The ‘Great American Eclipse’ will be rolling through the Carolinas this coming Monday afternoon (Aug. 21), starting at about 1pm EST.
It will be the first total eclipse to be seen by the entire country, from sea to shining sea, since 1918 (and the first total solar eclipse seen by anyone in the United States since 1979).
Because of this historic nature of this ‘American eclipse’, people from all over the country will be traveling to the ‘viewing band’ on Monday – millions will be traveling to the Carolinas from the big cities in the Northeast and Florida and both Carolina have already started prepping emergency crews and warning drivers of delays on the road.
Not a road sign one sees very often. #SolarEclipse2017 #CLT pic.twitter.com/yb0cqOaX2o
— Steve Hewitt (@stevenhewitt) August 16, 2017
Who will be able to see the ‘Great American Eclipse’?
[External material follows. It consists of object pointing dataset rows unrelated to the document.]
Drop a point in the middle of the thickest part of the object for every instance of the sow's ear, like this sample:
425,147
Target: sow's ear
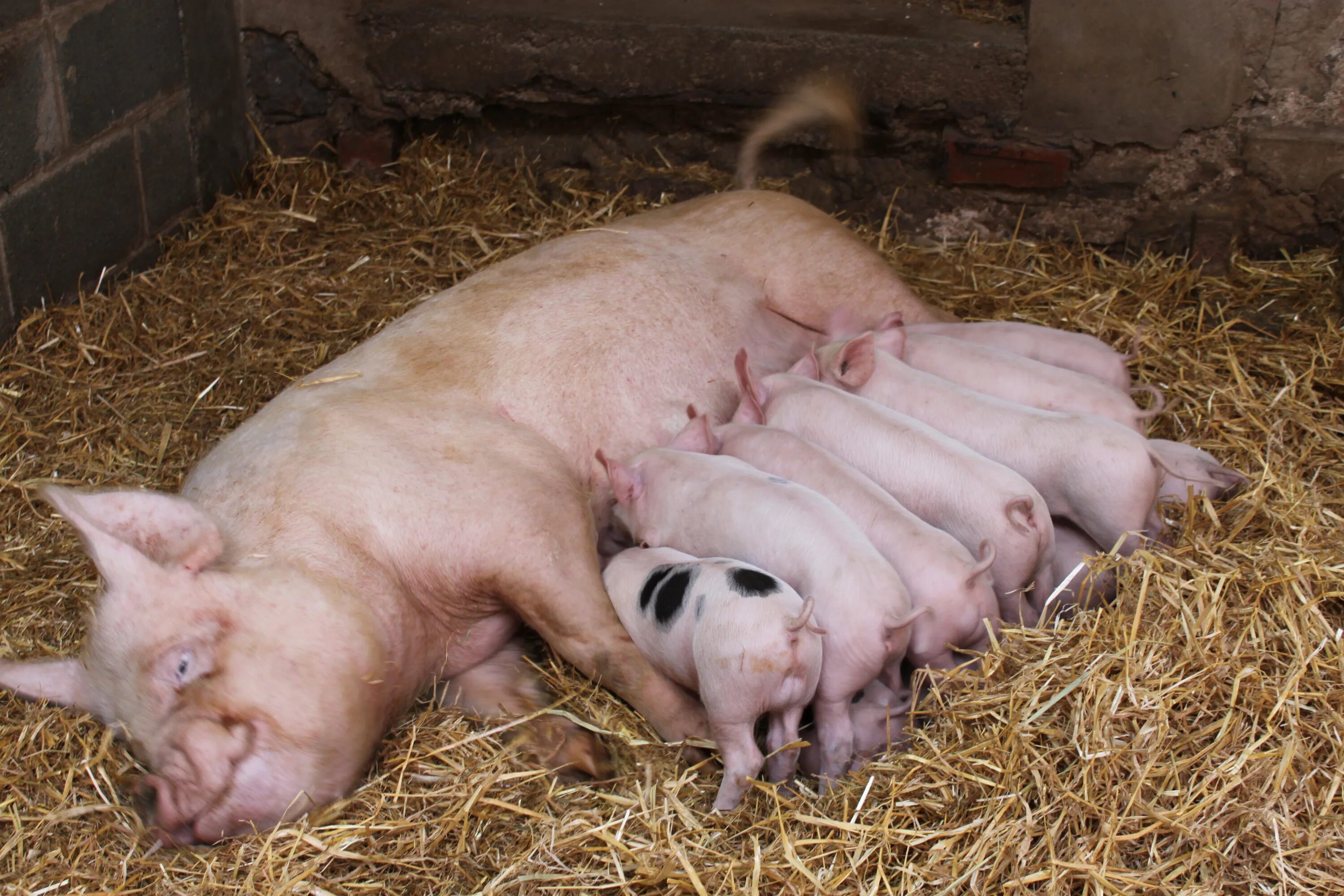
697,437
627,481
855,362
61,681
124,531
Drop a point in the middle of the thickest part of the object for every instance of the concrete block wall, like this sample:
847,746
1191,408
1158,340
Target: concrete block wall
117,117
1178,124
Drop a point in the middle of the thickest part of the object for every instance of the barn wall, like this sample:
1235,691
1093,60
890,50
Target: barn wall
116,119
1178,123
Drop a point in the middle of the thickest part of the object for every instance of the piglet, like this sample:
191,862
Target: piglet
733,633
937,570
1017,378
879,723
710,505
1187,466
1061,349
1088,587
1090,470
940,480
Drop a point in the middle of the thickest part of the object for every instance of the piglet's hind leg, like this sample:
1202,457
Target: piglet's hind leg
784,730
741,761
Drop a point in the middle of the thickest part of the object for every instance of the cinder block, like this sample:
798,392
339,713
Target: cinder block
30,119
15,11
73,224
1296,160
1004,163
116,58
283,84
167,170
217,99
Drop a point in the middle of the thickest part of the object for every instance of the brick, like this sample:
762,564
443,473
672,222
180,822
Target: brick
117,58
283,84
80,220
167,170
6,306
1213,234
31,120
1296,160
220,128
15,11
299,138
367,151
1004,163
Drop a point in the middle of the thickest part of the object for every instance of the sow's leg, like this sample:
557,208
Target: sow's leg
504,684
553,581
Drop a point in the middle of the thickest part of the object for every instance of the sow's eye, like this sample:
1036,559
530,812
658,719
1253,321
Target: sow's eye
183,664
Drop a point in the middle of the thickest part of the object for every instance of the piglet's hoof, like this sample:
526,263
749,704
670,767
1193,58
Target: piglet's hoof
560,745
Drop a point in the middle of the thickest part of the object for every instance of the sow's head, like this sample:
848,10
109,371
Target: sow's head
252,691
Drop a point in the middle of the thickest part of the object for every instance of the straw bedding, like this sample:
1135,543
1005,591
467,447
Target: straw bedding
1186,741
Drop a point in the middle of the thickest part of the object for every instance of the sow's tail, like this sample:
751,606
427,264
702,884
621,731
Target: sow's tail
816,101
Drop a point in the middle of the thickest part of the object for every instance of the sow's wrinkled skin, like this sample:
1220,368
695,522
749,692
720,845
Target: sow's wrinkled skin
358,540
937,478
1061,349
711,505
939,571
733,633
1017,378
1090,470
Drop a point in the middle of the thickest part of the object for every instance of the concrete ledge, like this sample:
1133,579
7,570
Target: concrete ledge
426,60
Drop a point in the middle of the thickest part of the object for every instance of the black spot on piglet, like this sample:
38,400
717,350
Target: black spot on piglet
671,597
651,585
752,583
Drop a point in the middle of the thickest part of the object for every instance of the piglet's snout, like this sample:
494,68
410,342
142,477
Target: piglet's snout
194,777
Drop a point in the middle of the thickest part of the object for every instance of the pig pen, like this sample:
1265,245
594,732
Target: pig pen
1185,741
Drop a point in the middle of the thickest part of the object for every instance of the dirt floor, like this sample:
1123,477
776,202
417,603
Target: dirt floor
1186,741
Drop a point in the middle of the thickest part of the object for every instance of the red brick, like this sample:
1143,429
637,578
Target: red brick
367,150
1003,163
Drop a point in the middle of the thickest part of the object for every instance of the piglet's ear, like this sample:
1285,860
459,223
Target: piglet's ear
893,342
697,437
627,481
753,397
61,681
125,530
855,362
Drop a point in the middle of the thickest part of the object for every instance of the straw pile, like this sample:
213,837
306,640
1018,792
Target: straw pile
1186,741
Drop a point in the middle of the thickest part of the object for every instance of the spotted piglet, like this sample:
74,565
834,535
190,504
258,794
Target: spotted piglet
732,632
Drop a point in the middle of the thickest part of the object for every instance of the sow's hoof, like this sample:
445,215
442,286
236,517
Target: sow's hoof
560,745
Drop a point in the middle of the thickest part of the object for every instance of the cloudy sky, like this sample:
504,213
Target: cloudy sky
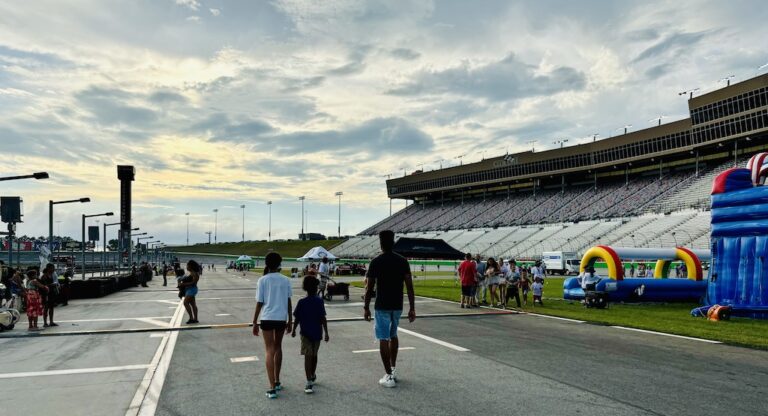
221,103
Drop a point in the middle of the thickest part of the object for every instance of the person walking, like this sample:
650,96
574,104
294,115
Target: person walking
310,316
388,272
49,296
189,286
32,289
492,273
513,290
273,306
468,278
481,290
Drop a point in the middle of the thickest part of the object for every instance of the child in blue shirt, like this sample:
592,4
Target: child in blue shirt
310,315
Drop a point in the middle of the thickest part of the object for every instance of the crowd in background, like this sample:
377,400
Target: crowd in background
500,281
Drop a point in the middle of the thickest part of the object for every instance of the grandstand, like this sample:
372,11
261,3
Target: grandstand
648,188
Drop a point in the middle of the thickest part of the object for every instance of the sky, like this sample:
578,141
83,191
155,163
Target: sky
221,103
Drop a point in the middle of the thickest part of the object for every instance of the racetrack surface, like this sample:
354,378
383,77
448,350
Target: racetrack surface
131,353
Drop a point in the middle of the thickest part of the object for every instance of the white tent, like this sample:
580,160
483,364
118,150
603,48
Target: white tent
317,253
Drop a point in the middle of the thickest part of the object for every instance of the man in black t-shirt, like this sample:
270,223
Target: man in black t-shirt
388,273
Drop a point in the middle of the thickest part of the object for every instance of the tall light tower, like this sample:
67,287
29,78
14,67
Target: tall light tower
301,198
216,226
269,236
243,208
339,194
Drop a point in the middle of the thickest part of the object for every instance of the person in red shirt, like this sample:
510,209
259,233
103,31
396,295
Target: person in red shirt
468,279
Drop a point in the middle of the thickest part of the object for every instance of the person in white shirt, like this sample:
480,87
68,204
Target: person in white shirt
324,272
589,279
273,306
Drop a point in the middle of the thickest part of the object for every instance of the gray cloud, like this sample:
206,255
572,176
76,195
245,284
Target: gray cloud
375,137
106,105
405,54
674,45
167,97
507,79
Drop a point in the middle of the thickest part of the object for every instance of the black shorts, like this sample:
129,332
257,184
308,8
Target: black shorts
273,325
466,290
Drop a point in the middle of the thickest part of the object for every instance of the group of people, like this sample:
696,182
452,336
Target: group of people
38,293
387,276
503,280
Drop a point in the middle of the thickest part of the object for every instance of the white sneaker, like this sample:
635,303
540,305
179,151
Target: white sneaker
388,381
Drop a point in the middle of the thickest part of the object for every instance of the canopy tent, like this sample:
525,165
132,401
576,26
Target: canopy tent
426,248
247,260
316,254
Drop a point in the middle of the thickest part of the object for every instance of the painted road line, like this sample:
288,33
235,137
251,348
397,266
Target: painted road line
556,317
142,319
434,340
709,341
147,395
153,322
376,350
74,371
244,359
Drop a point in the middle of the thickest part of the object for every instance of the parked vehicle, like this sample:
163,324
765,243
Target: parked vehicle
556,262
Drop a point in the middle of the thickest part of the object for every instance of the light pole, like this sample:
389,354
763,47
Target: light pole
339,194
130,249
37,175
50,217
301,198
269,236
243,208
105,214
216,226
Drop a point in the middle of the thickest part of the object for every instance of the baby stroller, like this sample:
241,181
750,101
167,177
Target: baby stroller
332,288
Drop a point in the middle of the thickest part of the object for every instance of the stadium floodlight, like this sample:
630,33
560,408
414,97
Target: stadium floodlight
727,80
561,142
689,92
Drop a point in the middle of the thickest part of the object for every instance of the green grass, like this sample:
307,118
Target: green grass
260,248
673,318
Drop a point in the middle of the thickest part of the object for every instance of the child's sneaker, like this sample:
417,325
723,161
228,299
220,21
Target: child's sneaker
388,381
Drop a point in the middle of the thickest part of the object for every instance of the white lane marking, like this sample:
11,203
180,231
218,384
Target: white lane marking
556,317
147,395
244,359
376,350
709,341
74,371
434,340
143,319
152,321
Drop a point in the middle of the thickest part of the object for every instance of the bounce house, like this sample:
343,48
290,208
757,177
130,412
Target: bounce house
657,289
739,272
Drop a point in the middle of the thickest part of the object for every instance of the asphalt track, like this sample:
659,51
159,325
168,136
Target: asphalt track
130,354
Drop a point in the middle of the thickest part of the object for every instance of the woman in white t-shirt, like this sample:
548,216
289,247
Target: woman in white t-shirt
273,306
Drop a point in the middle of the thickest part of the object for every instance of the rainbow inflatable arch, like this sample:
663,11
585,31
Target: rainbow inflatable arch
658,289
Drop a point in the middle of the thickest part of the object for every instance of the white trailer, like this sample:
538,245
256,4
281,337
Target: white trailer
556,262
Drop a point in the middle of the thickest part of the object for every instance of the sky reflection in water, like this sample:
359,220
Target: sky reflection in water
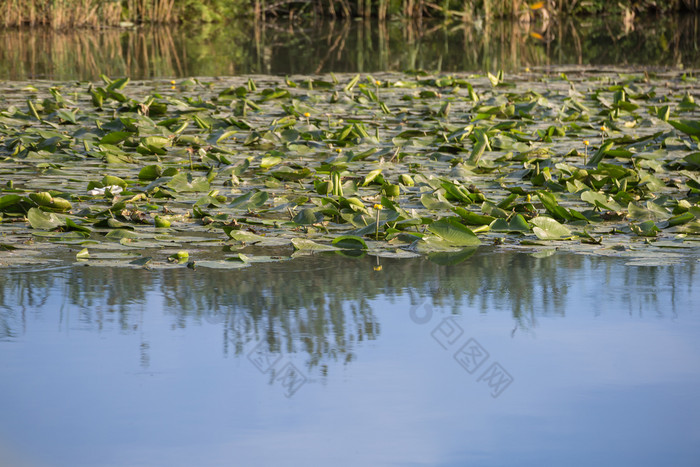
108,367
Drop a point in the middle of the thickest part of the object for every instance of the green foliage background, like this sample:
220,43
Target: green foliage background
94,13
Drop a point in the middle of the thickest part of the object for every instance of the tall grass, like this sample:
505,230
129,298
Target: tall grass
62,14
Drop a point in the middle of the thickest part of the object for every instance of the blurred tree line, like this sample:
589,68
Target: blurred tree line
97,13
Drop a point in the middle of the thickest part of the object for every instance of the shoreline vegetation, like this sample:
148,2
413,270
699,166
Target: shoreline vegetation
63,14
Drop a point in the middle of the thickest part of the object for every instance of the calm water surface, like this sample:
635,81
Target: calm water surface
504,359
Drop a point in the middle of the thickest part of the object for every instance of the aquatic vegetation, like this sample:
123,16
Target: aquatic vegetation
394,165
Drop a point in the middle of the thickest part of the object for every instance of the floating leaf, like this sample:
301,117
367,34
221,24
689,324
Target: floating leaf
450,230
41,220
547,228
350,242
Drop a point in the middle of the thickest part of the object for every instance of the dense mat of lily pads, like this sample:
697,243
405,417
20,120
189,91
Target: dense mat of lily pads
396,165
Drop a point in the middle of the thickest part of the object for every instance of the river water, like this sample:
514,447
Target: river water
503,359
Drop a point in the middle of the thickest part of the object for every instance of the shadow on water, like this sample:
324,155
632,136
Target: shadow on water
345,46
322,306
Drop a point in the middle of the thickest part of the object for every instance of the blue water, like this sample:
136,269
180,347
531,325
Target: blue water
565,360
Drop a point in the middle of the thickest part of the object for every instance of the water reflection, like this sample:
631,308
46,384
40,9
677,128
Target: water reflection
103,366
322,306
345,46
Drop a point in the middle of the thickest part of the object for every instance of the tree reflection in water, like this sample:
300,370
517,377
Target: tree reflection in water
323,305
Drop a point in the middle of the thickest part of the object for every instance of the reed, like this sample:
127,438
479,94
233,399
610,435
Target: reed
61,14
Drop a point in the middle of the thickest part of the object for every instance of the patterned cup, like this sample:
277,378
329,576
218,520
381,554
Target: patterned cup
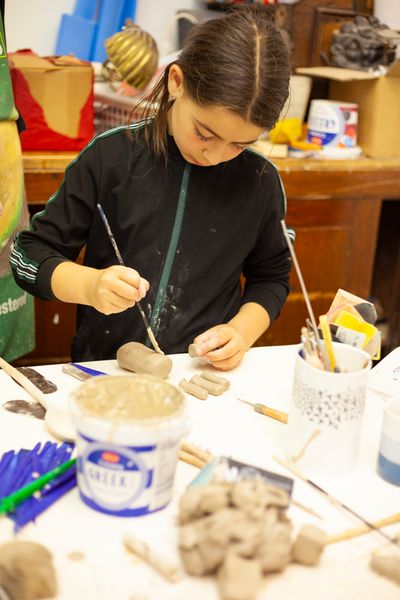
326,411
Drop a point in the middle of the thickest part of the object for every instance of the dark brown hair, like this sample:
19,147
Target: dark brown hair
239,62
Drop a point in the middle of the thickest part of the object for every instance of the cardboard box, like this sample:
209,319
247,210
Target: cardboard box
378,99
55,98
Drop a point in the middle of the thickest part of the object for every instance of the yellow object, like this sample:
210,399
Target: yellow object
134,55
346,319
326,334
286,131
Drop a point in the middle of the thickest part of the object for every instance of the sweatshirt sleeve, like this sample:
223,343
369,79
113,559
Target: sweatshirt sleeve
267,267
59,232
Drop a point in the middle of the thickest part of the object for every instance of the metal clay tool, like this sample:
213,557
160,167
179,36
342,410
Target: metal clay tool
57,420
121,262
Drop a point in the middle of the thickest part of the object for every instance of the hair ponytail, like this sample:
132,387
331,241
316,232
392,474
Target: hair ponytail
239,62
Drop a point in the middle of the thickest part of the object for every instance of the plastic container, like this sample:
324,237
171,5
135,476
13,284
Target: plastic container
129,430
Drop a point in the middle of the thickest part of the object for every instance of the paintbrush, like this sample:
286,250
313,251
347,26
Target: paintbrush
305,293
9,503
278,415
334,500
121,262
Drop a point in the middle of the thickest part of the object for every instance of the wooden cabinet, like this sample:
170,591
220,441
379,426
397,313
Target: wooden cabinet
335,208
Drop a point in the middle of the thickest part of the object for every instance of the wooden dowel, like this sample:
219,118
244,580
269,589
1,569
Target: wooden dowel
172,572
191,459
349,534
203,455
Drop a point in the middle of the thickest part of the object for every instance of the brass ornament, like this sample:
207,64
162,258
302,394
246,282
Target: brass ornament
133,57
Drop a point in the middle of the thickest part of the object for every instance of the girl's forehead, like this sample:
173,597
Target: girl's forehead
224,123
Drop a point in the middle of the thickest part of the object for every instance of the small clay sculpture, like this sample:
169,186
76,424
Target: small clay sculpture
193,389
136,357
26,571
240,530
216,389
239,578
309,545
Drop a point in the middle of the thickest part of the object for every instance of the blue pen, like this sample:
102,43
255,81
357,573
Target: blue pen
88,370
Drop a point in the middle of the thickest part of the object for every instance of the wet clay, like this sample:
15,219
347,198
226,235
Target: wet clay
309,545
127,398
193,389
24,407
192,351
27,571
136,357
216,379
43,384
216,389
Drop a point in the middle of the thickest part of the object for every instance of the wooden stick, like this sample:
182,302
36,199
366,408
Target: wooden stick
203,455
170,571
190,459
334,500
348,534
24,382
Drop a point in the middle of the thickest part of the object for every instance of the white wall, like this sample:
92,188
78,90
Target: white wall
34,23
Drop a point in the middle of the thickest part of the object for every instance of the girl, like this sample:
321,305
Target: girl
190,207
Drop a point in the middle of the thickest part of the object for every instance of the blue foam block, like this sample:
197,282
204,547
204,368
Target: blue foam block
76,35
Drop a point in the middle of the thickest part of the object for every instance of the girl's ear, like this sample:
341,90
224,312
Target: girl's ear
175,81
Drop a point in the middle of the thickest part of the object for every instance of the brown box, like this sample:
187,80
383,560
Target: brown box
378,100
55,98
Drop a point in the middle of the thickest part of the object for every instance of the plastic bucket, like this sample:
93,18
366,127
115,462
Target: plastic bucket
129,430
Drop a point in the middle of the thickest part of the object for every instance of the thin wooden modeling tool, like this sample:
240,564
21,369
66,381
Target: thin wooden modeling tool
334,500
121,262
304,290
278,415
326,334
349,534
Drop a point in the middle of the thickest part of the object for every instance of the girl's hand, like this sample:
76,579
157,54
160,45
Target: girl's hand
115,289
222,345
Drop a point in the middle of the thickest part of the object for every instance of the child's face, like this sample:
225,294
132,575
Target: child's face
209,135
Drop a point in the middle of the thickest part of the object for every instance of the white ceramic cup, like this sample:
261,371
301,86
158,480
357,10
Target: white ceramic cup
326,411
389,449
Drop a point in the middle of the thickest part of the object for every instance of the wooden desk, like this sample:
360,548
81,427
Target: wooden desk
344,214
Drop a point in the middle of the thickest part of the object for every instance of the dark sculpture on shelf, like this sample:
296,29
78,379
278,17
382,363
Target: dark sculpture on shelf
365,43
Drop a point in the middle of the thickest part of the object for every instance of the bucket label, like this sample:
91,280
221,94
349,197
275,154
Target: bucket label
126,481
332,124
114,476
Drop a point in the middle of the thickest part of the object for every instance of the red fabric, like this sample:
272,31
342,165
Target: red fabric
38,135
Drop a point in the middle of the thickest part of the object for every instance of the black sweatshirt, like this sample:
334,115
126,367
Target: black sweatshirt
190,231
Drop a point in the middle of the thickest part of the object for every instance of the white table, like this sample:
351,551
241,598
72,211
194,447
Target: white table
224,425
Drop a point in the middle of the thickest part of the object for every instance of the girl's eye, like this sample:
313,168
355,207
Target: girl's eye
201,136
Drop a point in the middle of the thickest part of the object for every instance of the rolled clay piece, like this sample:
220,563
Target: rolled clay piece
387,565
136,357
239,578
27,571
216,379
216,389
192,351
309,545
193,389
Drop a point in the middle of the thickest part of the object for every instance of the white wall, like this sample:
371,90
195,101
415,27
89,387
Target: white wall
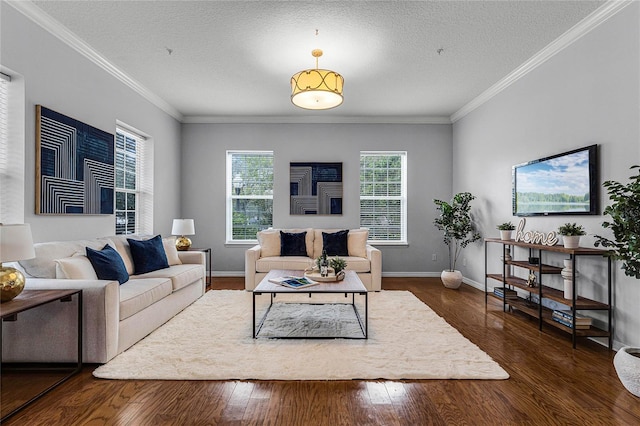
588,93
58,77
429,176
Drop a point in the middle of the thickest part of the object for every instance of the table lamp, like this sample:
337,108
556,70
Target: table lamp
183,227
16,243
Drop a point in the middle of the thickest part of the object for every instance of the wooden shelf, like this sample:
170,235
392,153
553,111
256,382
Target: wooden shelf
532,309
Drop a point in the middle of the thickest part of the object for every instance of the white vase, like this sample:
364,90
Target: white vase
567,274
505,235
451,279
628,368
571,241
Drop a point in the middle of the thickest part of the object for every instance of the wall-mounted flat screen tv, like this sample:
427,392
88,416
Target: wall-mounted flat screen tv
563,184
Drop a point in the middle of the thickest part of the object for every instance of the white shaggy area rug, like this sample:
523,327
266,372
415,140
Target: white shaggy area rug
212,340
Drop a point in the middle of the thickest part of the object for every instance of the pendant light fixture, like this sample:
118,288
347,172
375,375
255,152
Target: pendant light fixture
317,88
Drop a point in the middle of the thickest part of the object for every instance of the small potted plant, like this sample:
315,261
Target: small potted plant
338,264
506,229
571,233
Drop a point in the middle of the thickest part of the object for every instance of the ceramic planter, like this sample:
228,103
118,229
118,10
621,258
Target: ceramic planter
505,235
628,368
571,241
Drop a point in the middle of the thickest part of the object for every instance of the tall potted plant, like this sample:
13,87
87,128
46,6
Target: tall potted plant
454,220
625,246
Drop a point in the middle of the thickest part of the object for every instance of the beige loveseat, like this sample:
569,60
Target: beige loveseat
115,316
362,258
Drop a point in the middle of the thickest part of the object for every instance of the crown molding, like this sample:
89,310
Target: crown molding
315,119
37,15
576,32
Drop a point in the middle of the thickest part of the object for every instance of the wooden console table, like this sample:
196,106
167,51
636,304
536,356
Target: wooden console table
32,299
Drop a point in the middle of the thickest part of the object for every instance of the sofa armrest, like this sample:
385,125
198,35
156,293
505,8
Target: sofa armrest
375,257
251,256
192,257
100,320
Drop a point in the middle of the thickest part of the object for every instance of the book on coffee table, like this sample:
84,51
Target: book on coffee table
293,282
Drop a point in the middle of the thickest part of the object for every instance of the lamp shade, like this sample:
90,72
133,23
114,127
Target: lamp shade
317,89
183,227
16,243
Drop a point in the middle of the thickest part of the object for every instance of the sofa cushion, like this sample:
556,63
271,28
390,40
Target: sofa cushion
293,244
77,267
148,255
180,275
108,264
44,266
171,251
269,241
296,263
138,294
335,244
357,242
358,264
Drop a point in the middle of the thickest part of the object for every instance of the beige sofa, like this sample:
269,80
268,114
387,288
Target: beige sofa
364,259
114,316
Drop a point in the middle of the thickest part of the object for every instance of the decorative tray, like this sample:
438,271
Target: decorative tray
315,276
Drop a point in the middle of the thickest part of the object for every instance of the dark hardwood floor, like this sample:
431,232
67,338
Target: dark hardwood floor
550,384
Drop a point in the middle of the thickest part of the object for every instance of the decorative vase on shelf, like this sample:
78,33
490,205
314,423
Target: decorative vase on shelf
507,257
505,234
567,274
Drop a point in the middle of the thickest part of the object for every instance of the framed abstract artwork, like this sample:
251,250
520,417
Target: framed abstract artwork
315,188
74,166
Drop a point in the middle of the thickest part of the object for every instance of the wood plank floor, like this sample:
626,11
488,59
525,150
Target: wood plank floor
550,384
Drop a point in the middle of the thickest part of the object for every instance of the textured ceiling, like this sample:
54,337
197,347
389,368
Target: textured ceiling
236,58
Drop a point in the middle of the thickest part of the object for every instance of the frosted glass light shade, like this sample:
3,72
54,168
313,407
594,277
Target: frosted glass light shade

The US Census Bureau, estimates that there are about 20 million people living in eclipses’ ‘path of totality’, including portions of 14 states: Oregon, Idaho, Wyoming, Montana, Nebraska, Iowa, Kansas, Missouri, Illinois, Kentucky, Tennessee, Georgia, North Carolina and South Carolina.
Government officials now think that that number could swell to over 100 million as Americans from every part of the country travel to the ‘path of totality’ over the weekend.
The following video fly’s over the eclipse’s totality band, starting in Salem, OR and ending in Charleston, SC:
What time does the eclipse begin and end?
The eclipse will gradually sweep across the country, starting at about 12pm EST in Salem, OR (9am PST) and ending at about 4:15pm EST in Charleston, SC.
Along the path of totality, the sun will be completely darkened for approximately 2 minutes.
Here’s a chart showing the times the eclipse will be visible in major cities across the country:
What happens during an eclipse?
The sky will darken, temperatures will drop, stars will appear, animals will exhibit strange behavior, and the moon will become a total black orb, cutting across the face of the sun. Once the sun is darkened, you’ll be able to see. You will also be able to observe Baily’s Beads (specks of sunlight around the lunar crust).
At totality, you’ll also be able to see the sun’s corona – an extremely hot ring of solar flares and burning plasma.
Here’s what the total solar eclipse will look like from Earth:
Do I need eclipse glasses to view the eclipse?
Yes (unless you only open your eyes during the 1-2 minutes of eclipse totality, which is almost impossible) – even if 99% of the sun is covered during the eclipse, the remaining 1% of the sun’s rays is dangerous enough to cause serious eye damage or blindness.
Many locations across the Carolinas have already ran out of stock on solar eclipse glasses, but you can still buy them on Amazon and select 1-2 day shipping to receive them before Monday.
The American Astronomical Society has identified four manufacturers that are selling eclipse glasses that meet the international safety standard: American Paper Optics, Rainbow Symphony, and TSE 17. Safe glasses should have a reference number of ISO 12312-2 on the front or sides of the frame.
Make sure your glasses aren’t scratched or damaged before using them!
Can I use a smartphone to photograph the eclipse?
Yes, you’ll be able to take pictures of both a partial and total solar eclipse without a solar filter using your smartphone. NASA says the lens in many smartphones is too small to be damaged by the sun’s rays.
What if it’s cloudy?
Even if the weather is overcast on Monday, the sky will still darken during totality, and animals will still act strangely.
According to the National Oceanic and Atmospheric Administration, Clemson, South Carolina will be one of the best places to view the total solar eclipse on the East Coast with a 75% chance of viewable conditions on Aug. 21. Charleston has a 53% chance of viewable conditions, and Columbia has a 44% chance.